I'm sure I've seen commentary by other designers to the contrary - that it may have been coincidence at first, but as soon as someone spotted the connection they then made sure to repeat it throughout the setting.

That said, I can't actually source that one, so take with a pinch of salt. :)
 

The release of Dragonlance has got me thinking about how I interact with certain settings. For me, and again, I'm not trying to make a broader point here, just stating my own feelings, some settings are indelibly linked to the story that comes with that setting. And, honestly, I'm not really interested in that setting beyond that story.

Take Star Wars for example. I love Star Wars and watch it pretty much when I can, probably like most of the people reading this. But, I am not really interested in a Star Wars RPG. The reason being, to me, if I was to play in Star Wars, I would want to play out the original trilogy but with our own characters. We would be the ones to defeat the Empire, or die trying. I've got zero interest in playing smugglers on the run from the Hutt. To me, that's not what I would want to use the Star Wars setting for. Space smugglers can be done in many, many SF settings without any real problem. So, why would I do it in Star Wars? Contrast to Star Trek where there aren't any single iconic Star Trek stories in the same way. I would have no problems playing or running in the Trek universe, set at virtually any time period, because there's nothing in the setting that shouts "THIS IS THE STORY OF STAR TREK!!" in the way that the original trilogy define Star Wars.

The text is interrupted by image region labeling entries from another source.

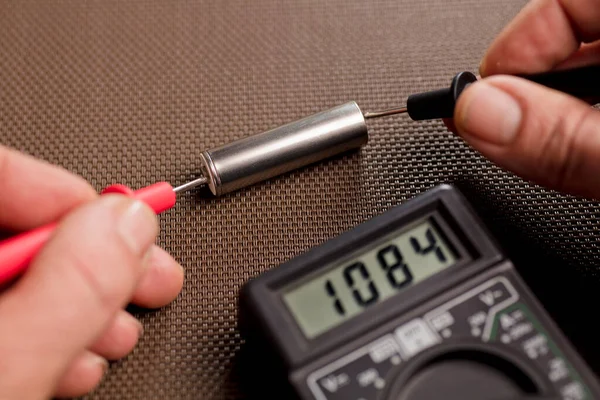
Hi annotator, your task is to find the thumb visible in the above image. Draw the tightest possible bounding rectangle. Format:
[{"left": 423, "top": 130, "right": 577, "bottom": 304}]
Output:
[
  {"left": 0, "top": 195, "right": 158, "bottom": 400},
  {"left": 454, "top": 76, "right": 600, "bottom": 198}
]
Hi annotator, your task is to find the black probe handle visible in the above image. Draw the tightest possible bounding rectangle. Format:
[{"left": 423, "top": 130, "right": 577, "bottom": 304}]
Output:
[{"left": 406, "top": 65, "right": 600, "bottom": 121}]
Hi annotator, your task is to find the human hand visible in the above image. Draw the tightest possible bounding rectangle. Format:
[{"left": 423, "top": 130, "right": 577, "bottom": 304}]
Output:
[
  {"left": 446, "top": 0, "right": 600, "bottom": 198},
  {"left": 0, "top": 146, "right": 183, "bottom": 400}
]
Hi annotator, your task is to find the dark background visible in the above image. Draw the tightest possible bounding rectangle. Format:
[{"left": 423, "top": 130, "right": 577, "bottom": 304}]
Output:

So, roll that back around to D&D. To me, I am only interested in Curse of Strahd because you get to deal with Strahd. The whole "domains of Dread" thing is of zero interest to me because the story of Strahd is so tightly linked to the setting in my mind. Or, again, Dragonlance. The War of the Lance is the only thing I'm really interested in dealing with in the setting. I don't care about Taladas. I don't care about the other time periods. To me, Dragonlance=War of the Lance and any DL campaign I want to play or run will feature the PC's directly dealing with the Dragonarmies. Playing a prequel where the PC's actions have zero impact on the outcome of the War is not something I'm interested in. I have zero interest in the setting beyond the War of the Lance.

How about other folks? Are you interested in storied settings for their own sake or only interested in the iconic stories from those settings or a mix of both?

I agree with you on Dragonlance. I came to that through the trilogy and the story is pretty inextricably linked with my interest (it is worth mentioning to those who don't know that the original modules for that setting were part of that story: the novels and the setting were all pretty bound to together from the beginning).

On Ravenloft I don't think of Strahd as the story of Ravenloft. Just my preference. He is part of Ravenloft's origin, but you can play Ravenloft with zero interactions with Dark Lords or with Strahd (and there are so many other domains players can explore). I did like the novels, but there wasn't one story binding the Ravenloft setting in those. Strahd is just the most well known because he appears in the original module and he does appear in a number of the books due to popularity. And to bridge the gap between these two settings, my favorite novel was Knight of the Black Rose (where Lord Soth was the protagonist and Strahd an antagonist).